Voluntary migration refers to migration by choice, including the choice to leave one’s home country to for economic opportunities, for educational reasons, or to reunite with relatives in a new country. Involuntary migration, on the other hand, refers to the process of fleeing one’s country of origin to escape war, violence, persecution, or, increasingly, climate change. Involuntary migration is the result of displacement in which people leave their home because staying would likely result in death or devastation. Involuntary migrants or refugees often leave their homes because they have experienced significant trauma, and the process of fleeing their country in search of refuge can itself be traumatic. This video provides more context about involuntary migration.
Why Study Migration?
There are several reasons for studying migration. In any country, population growth comes from two main sources. First, from natural increases whereby the number of births exceed the number of deaths. To measure natural increases, researchers study death rates, birth rates, and fertility rates (the average number of children born per woman). The second main source of population growth is migration. Western countries, such as Canada and the United States, have always depended upon migration to grow their populations. Canada, for example, is a settler-colonial state. This means that the colonial powers – British and French – never left. There has never been decolonization in Canada. Instead, the colonial powers set up permanent settlements and institutions on Indigenous land. In an attempt to take control over territory from Indigenous peoples, Canada recruited migrants to come to Canada. Thus, by definition, Canada is a nation of immigrants — anyone who is not Indigenous is in Canada as the result of migration.

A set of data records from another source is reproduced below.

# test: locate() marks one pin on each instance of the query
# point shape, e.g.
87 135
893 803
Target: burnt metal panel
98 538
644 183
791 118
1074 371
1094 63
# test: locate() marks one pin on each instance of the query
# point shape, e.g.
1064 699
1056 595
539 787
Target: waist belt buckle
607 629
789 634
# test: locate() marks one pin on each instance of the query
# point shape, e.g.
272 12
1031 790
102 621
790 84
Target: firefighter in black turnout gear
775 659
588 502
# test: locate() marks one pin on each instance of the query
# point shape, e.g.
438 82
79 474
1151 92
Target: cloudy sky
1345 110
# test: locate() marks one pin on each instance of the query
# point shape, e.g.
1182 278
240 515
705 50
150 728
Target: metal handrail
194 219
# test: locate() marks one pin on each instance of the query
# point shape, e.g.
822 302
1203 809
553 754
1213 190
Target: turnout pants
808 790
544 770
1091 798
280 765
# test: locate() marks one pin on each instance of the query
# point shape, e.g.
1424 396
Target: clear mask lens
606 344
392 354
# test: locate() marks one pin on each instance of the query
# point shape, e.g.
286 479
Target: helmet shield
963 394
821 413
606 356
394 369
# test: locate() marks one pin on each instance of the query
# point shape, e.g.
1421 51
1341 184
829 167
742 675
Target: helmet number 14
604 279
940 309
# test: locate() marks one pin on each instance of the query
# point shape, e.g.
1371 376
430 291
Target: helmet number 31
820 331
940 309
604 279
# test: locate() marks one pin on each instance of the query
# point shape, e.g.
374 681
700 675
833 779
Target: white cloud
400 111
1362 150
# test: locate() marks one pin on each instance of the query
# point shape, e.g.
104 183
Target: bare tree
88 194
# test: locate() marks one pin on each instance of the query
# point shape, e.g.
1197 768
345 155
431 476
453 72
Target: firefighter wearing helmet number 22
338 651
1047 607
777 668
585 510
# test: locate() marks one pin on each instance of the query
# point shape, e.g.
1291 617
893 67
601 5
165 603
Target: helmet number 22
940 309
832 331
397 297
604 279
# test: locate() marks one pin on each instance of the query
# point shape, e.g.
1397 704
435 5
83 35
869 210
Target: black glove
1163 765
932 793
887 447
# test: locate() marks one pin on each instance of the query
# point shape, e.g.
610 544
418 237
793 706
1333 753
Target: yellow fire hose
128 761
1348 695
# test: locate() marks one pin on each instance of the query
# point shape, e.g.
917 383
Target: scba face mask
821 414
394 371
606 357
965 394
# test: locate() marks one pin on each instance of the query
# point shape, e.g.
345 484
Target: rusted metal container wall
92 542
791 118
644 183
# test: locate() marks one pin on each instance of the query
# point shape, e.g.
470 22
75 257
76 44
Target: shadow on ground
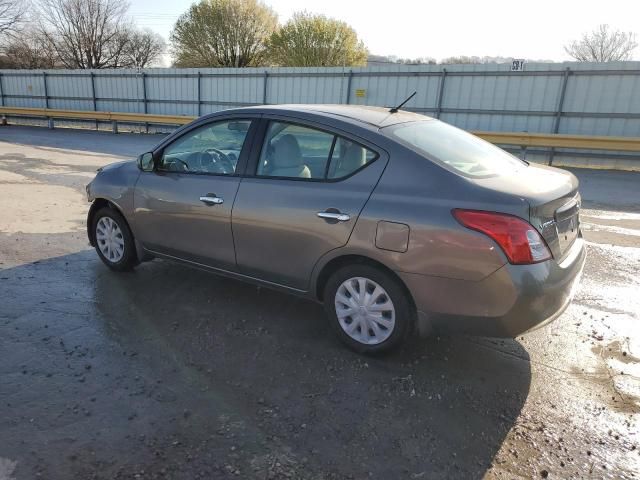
170 372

Yet, Canada has not necessarily been welcoming to migrants from the Global South. In fact, when Canada was founded in 1867, the government imposed an explicit policy of recruiting white migrants. For example, in 1885, the first Canadian Prime Minister John A. Macdonald, who believed that white people were superior, argued that migrants from Africa and Asia would dilute the “purity” of the white race. Migrants from Asia were only admitted to Canada temporarily to provide cheap labour. For example, Canada recruited Asian men to build the Canadian Pacific Railway. This was dangerous work, costing many men their lives. When the work was completed, Canada tried to prevent Asian men from staying in Canada permanently by implementing the Chinese Immigration Act (1885), which imposed upon Chinese men a hefty cost for immigrating, and prohibited Chinese women and children from entry. Further, the 1910 Immigration Act sought to prohibit certain ‘races’ deemed “undesirable” from coming to Canada.
In the 1960s, the Government of Canada liberalized immigration policy, transitioning from its implicit “White Canada” policy focused on attracting migrants from Europe to a a points-based system. The new system opened up immigration from Africa, Asia, and Latin America. Today, most migrants come to the West from the Global South. Yet, this points system privileges migrants who are wealthy, have higher education or business ventures, and do not have dependents who will require any kind of state support. In other words, migrants must be able to provide for their dependents without asking the government for help. This points-system has gendered implications. It means that men tend to be the primary applicants for immigration, with women and children typically listed as dependents, while women and children are viewed as a potential cost to Canada.
In reality, however, because immigrants pay taxes and work in Canada, immigration is an economic benefit to the receiving countries. Without migration, Canada’s population would not grow, and there would be fewer workers. Evidence shows, for example, that migration is becoming more and more important to sustaining Canada’s population growth. Fertility rates (or the number of children born per woman) have declined in Canada as people have decided to have fewer children. If fertility rates continue to remain stable, then migration will take on an even more significant role in Canada’s population growth, according to Statistics Canada. This fact calls attention to the need to study migration patterns and migrant experiences.
Despite the benefits of migration for countries like Canada, migrants often arrive in their new home and find there is little in the way of support and services to help with their transition. Canadian culture emphasizes individualism, and this can be isolating for migrants from collectivist cultures. Often, migrants encounter economic hardship because their academic and professional credentials are not recognized in their new home. This means that immigrants with law degrees, for example, will end up working low-paying jobs to support their families. This is called de-skilling. Migrants also encounter biased attitudes from white Canadians who are not necessarily welcoming to newcomers, since Canada originated in the desire for white migrants. Though Canada has gradually become more liberal and multicultural, racist attitudes persist and this can cause some migrants to feel isolated. Finally, the immigration system makes it hard for them to sponsor their family members to come to Canada, causing a disconnect between migrants and their families at home. Studies of migration can help identify services necessary to support migrants, and can shape policy change that may improve migrants’ experiences of integration.
Can you think of other reasons for studying migration?